3 Alegou ter interposto ação de divórcio e de regulação das responsabilidades parentais contra a autora, num tribunal do Luxemburgo, no dia 13 de Outubro de 2022, o tribunal da residência habitual dos cônjuges até setembro de 2022, por isso o competente para tramitar a ação de divórcio.
4 Alegou ainda verificar-se situação de litispendência a ser conhecida e declarada nos presentes autos, porque a autora, ré, no processo do Luxemburgo, foi citada naqueles autos em data anterior à da citação do apelante nestes autos, pelo que, ao abrigo do regime processual que rege a litispendência, esta ação deve considerar-se interposta em segundo lugar.
5 O tribunal de primeira instância proferiu a seguinte decisão:
Assim sendo, e nos termos do disposto no artigo 3.º, al. a), ponto VI. e al. b) do Regulamento, este Tribunal de Família e Menores é competente internacionalmente para apreciar e julgar a presente Ação de Divórcio.

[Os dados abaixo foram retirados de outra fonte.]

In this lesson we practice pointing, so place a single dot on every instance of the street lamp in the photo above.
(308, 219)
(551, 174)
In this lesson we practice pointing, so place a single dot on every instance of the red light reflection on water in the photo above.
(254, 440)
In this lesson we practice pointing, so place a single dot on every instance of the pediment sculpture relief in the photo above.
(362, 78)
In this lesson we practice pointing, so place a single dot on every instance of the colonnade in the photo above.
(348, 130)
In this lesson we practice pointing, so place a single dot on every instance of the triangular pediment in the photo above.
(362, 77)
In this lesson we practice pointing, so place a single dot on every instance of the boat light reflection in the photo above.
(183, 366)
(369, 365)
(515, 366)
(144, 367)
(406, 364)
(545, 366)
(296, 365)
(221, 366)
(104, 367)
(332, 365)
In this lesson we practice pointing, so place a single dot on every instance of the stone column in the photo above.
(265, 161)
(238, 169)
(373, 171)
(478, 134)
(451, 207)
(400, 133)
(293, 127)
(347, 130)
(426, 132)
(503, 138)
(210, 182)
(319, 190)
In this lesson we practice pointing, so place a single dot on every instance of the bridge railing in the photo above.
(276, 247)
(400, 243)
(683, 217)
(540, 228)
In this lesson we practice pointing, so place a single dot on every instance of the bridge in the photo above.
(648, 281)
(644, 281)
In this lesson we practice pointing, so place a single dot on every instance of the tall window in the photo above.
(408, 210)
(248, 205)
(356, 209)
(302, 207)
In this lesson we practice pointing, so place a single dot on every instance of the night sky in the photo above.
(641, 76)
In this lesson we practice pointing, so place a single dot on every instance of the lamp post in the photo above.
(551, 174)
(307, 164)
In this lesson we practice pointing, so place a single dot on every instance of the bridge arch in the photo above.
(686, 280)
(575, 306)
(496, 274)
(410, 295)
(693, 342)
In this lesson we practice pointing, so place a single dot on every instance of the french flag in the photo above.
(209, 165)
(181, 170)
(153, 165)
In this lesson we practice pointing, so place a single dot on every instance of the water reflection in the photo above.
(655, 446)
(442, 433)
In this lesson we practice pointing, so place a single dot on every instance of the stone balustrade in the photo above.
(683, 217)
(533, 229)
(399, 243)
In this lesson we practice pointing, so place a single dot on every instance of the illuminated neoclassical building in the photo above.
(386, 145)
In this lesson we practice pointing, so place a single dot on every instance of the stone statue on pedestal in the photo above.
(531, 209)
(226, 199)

E, uma vez que a presente ação de divórcio foi instaurada antes de a ação de divórcio ter sido instaurada no Luxemburgo, verifica-se efetivamente uma situação de litispendência, cabendo assim, nos termos das disposições conjugadas dos artigos 17.º, n.º 1, al. a) e 20.º, n.ºs 1 do Regulamento, comunicar ao Tribunal do Luxemburgo, para que este, oficiosamente – no que à matéria da regulação do divórcio concerne – suspenda oficiosamente a instância.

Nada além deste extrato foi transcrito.